The comments drew a sharp rebuke from Dmytro Kuleba, Ukraine’s foreign minister. “The best strategy for big German business would be to completely sever business ties with Russia and then call on Russia to stop the war and return to diplomacy,” he told the FT. VW suspended local production and exports to Russia in March.
Andrij Melnyk, Ukraine’s Ambassador to Berlin, said: “People in Kyiv would prefer the CEO of VW to speak personally to President Putin, a man he knows well and the man who started this war of destruction against the Ukrainian people”.
He added that Diess should “call on the Kremlin to immediately cease combat operations against the Ukrainian civilian population.”
Diess spoke as Vladimir Putin reaffirmed Russian war aims during the annual Victory Day parade in Moscow’s Red Square. In his speech, the Russian president claimed that Kremlin troops were “fighting on their own land” in the dispute, hinting that he would claim more Ukrainian territory, including land currently occupied by his forces.
Highlighting the difficulty ahead of us in reaching a negotiated peace, Ukrainian President Volodymyr Zelensky accused Russian leaders of repeating the “horrible crimes of the Hitler regime” by waging a war of atrocities and land grabbing. “This is not a war of two armies,” he said in a video address. “It’s a war of two worldviews, a war waged by barbarians.”
Diess’ comments on the need for a settlement come a day after German Chancellor Olaf Scholz vowed to continue supplying arms to Ukraine, adding that “surrender to brute force” was not an option for Europe.
While Scholz’s position has been publicly backed by German industry, supply chain disruptions – exacerbated by the war in Ukraine – continue to hurt Volkswagen, the world’s second-largest automaker.
A shortage of domestically made wiring harnesses has forced the company to cut production in recent weeks, and VW has sold electric models in the United States and Europe for the year.
Diess said if global trade continues to struggle, “Europe will suffer the most, and Germany, but I think it will be bad for the whole world.”
Germany wonders if it could withstand a sudden end to Russian gas supplies.

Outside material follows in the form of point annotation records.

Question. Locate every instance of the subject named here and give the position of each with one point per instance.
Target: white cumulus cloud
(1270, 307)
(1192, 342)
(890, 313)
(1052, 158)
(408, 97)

A new study by a government adviser has found that the German economy stands to lose around 12% of its annual output if supplies suddenly stop.
Diess, who previously warned that an interminable war would do more damage to Germany and Europe than the Covid-19 pandemic, drew criticism for previous comments.

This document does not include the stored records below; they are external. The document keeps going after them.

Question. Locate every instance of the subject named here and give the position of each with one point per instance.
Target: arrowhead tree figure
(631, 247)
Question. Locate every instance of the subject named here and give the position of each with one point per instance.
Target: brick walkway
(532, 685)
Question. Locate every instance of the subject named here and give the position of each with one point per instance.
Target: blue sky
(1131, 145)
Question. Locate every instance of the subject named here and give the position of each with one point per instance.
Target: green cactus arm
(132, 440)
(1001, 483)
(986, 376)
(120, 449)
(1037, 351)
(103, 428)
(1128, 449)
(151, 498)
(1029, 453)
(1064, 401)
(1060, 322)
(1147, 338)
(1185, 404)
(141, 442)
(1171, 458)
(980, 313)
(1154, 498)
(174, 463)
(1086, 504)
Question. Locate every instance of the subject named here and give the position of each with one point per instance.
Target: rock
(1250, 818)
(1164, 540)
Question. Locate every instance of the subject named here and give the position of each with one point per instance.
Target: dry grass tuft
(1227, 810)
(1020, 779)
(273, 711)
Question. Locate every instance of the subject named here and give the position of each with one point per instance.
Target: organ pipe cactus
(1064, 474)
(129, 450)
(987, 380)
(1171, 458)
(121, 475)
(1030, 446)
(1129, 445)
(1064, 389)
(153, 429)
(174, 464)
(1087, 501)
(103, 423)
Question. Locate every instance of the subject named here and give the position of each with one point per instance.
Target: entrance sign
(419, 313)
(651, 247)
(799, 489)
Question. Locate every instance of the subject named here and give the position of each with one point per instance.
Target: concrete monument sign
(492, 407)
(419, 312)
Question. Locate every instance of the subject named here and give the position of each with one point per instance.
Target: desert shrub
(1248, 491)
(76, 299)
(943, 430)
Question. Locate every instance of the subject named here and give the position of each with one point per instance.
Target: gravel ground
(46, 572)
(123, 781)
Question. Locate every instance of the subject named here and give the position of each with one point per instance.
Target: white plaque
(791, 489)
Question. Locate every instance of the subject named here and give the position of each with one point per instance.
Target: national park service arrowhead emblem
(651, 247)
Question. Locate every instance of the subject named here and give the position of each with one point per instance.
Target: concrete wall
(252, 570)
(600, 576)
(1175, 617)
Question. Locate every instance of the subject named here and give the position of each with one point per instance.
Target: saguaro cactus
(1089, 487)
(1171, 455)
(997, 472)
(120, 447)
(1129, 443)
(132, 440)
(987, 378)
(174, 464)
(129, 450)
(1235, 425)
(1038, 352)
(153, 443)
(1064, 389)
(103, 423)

In 2019, he apologized after using the phrase “Ebit macht frei”, or “Profits will set you free” – an apparent play on the phrase “Arbeit macht frei”, or “Work will set you free”, which was forged in the gates of the Auschwitz concentration camp. Later that year, he said he was “unaware” of China’s mass detention of Muslims in Xinjiang province.
On Monday, Diess also warned that the German group would struggle to overtake Tesla as the world’s top electric car maker by 2025.
“I didn’t expect our main US competitor to grow so fast,” he said.